Os interessados em participar do Festival deverão ir a um dos dois restaurantes participantes do evento em Dourados. Não haverá cobrança de inscrições sendo que os participantes pagarão o que consumirem.

         A IDEIA

O evento foi criado para proporcionar debates sobre tópicos científicos com quem faz ciência e é realizado por voluntários formado por uma comunidade de estudantes de pós-graduação e de pós-doutorado na Inglaterra.

Organizado pela primeira vez em 2013, o festival acontece durante três dias anualmente e de forma simultânea em diversos países do mundo. Pint of Science é uma organização sem fins lucrativos que estabelece parcerias pelo mundo a fim de possibilitar a realização desse festival.

Em 2012, Michael Motskin e Praveen Paul eram pesquisadores do Imperial College London.
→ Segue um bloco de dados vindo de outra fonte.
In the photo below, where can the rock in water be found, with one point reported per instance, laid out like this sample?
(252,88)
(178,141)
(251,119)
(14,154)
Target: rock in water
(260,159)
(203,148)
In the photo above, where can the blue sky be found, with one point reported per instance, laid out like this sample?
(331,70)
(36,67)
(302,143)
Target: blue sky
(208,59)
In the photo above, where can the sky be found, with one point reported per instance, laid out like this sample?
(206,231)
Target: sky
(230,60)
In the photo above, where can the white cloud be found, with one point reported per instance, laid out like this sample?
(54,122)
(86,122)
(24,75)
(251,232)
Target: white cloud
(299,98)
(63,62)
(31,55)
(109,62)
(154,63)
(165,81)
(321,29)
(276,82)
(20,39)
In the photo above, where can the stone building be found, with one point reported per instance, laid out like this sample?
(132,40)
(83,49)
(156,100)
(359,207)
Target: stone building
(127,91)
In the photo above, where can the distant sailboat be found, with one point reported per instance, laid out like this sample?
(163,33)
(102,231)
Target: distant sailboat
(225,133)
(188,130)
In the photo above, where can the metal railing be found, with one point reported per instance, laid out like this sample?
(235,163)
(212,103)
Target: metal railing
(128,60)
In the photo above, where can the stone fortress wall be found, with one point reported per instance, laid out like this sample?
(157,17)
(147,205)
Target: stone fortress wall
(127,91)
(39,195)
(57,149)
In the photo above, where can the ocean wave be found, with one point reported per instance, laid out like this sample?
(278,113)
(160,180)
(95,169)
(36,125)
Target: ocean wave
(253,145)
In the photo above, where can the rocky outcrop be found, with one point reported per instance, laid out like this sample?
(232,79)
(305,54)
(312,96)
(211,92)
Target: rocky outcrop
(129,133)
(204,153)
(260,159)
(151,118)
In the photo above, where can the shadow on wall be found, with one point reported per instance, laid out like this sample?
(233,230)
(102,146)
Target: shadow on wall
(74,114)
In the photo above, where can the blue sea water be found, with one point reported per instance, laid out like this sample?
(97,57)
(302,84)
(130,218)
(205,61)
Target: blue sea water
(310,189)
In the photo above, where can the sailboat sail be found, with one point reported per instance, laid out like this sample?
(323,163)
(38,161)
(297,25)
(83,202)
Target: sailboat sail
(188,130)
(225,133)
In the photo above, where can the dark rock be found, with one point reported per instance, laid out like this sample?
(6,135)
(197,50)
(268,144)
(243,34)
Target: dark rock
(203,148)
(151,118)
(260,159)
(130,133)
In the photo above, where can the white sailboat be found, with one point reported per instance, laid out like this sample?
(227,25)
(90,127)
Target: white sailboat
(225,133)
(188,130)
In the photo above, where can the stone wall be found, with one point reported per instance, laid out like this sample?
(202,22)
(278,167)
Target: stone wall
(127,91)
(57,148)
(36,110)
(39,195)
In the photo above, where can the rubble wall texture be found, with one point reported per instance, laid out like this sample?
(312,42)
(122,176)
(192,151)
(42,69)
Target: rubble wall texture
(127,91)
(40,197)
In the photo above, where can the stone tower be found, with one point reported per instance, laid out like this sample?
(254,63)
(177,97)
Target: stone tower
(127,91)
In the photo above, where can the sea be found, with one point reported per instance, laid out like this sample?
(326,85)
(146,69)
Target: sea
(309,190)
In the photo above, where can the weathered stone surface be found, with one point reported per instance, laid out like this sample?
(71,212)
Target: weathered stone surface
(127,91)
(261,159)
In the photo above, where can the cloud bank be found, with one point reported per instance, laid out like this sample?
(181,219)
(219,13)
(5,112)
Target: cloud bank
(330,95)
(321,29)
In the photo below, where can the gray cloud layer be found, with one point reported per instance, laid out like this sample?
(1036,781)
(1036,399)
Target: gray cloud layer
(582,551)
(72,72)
Eles começaram a organizar um evento chamado Encontro com pesquisadores, trazendo aos laboratórios dos cientistas pessoas acometidas por Mal de Parkinson, Alzheimer, doenças neuromusculares e esclerose múltipla para mostrar a elas que tipo de pesquisa estavam realizando. O evento foi inspirador tanto para os visitantes quanto para os dois cientistas.

Então, eles pensaram: se as pessoas podem ir até os laboratórios se encontrar com os cientistas, por que os cientistas não podem sair de seus laboratórios para encontrar as pessoas? Foi assim que nasceu o Pint of Science.

Em maio de 2013, eles realizaram o primeiro festival na Inglaterra reunindo os maiores nomes provenientes de diversos campos do conhecimento para explicar seu trabalho aos amantes da ciência. A ideia deu tão certo que, em 2017, o Pint of Science acontecerá em mais de 100 cidades em 11 países.

Entre as cidades que participarão da iniciativa, 10 são municípios paulistas: Araraquara, Botucatu, Campinas, Piracicaba, Ribeirão Preto, Santos, São Caetano do Sul, São Paulo, São Carlos e Sorocaba. Além disso, o festival será realizado em cidades localizadas no Sul, no Nordeste e no Centro-Oeste do país: Belo Horizonte (MG), Blumenau (SC), Brasília (DF), Curitiba (PR), Dourados (MS), Florianópolis (SC), Goiânia (GO), Natal (RN), Porto Alegre (RS), Rio de Janeiro (RJ), Salvador (BA) e Teresina (PI).

O Pint of Science chegou ao Brasil em 2015, quando o Instituto de Ciências Matemáticas e de Computação (ICMC) da USP realizou o evento em São Carlos, colocando o Brasil no mapa do evento. Em âmbito nacional, o festival é patrocinado pela Pró-Reitoria de Pesquisa da USP, eScience Unicamp, Galoá e por quatro Centros de Pesquisa, Inovação e Difusão (CEPID), financiados pela Fundação de Amparo à Pesquisa do Estado de São Paulo (FAPESP): o Centro de Ciências Matemáticas Aplicadas à Indústria; o Centro de Pesquisa e Inovação em Biodiversidade e Fármacos; o Centro de Pesquisa, Educação e Inovação em Vidros; e o Centro de Pesquisa em Obesidade e Comorbidades.